Does it help if you either:
 (a) use mod_headers to unset the Expect: request header for the app?
or:
 (b) use a browser match to force HTTP/1.0 for the client?
If not, then your own hack may be your best workaround.

Come to think of it, you have another valid point.  We should ensure any surplus request data are mopped up before closing the connection.  I'll try and find time to test the patch for that and fix it up if necessary.
Comment 17 Ruediger Pluem 2009-12-16 12:03:27 UTC
(In reply to comment #16)

> 
> Come to think of it, you have another valid point.  We should ensure any
> surplus request data are mopped up before closing the connection.  I'll try and
> find time to test the patch for that and fix it up if necessary.

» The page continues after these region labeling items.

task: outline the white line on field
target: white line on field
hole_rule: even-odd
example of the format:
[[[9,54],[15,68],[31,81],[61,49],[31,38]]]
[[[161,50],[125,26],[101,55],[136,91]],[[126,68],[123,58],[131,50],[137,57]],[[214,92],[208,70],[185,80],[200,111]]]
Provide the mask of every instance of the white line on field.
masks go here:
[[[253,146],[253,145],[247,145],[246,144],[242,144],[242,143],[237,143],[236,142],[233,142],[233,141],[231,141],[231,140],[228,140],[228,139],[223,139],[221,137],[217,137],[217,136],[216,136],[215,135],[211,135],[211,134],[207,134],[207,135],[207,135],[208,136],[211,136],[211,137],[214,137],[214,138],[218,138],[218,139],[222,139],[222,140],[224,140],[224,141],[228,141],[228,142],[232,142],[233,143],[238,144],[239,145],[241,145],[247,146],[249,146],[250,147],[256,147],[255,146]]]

Isn't this done already by ap_discard_request_body?
Comment 18 Nick Kew 2009-12-16 15:32:51 UTC
(In reply to comment #17)

> Isn't this done already by ap_discard_request_body?

That's what I meant to check: is anything causing that not to happen?
Comment 19 Ernest Mueller 2011-03-10 16:14:22 UTC
This is still unresolved, right?  We ran into this problem this week, we tried to upgrade our Apache installation that proxies to our app servers and it caused all our desktop software out there "in the world" to stop being able to connect correctly. Thanks to Stack Overflow we found the problem and implemented the header-stripping fix but wanted to register our interest in this getting fixed.
Comment 20 Nick Kew 2011-03-26 07:02:55 UTC
(In reply to comment #19)
> This is still unresolved, right?

You're right.  The patch has been in trunk for over a year but not backported to the 2.2.x (stable) branch.  I've just proposed it for backport.
Comment 21 Tom Baxter 2011-03-31 18:25:11 UTC
Thank you Nick. That would be greatly appreciated.I'm stuck back at 2.2.8 IBM HTTP server.
Comment 22 Walter Kacynski 2011-08-02 14:02:10 UTC
I have encountered this problem mostly with .NET clients.  Does anyone know if a bug has been submitted to Microsoft on this problem?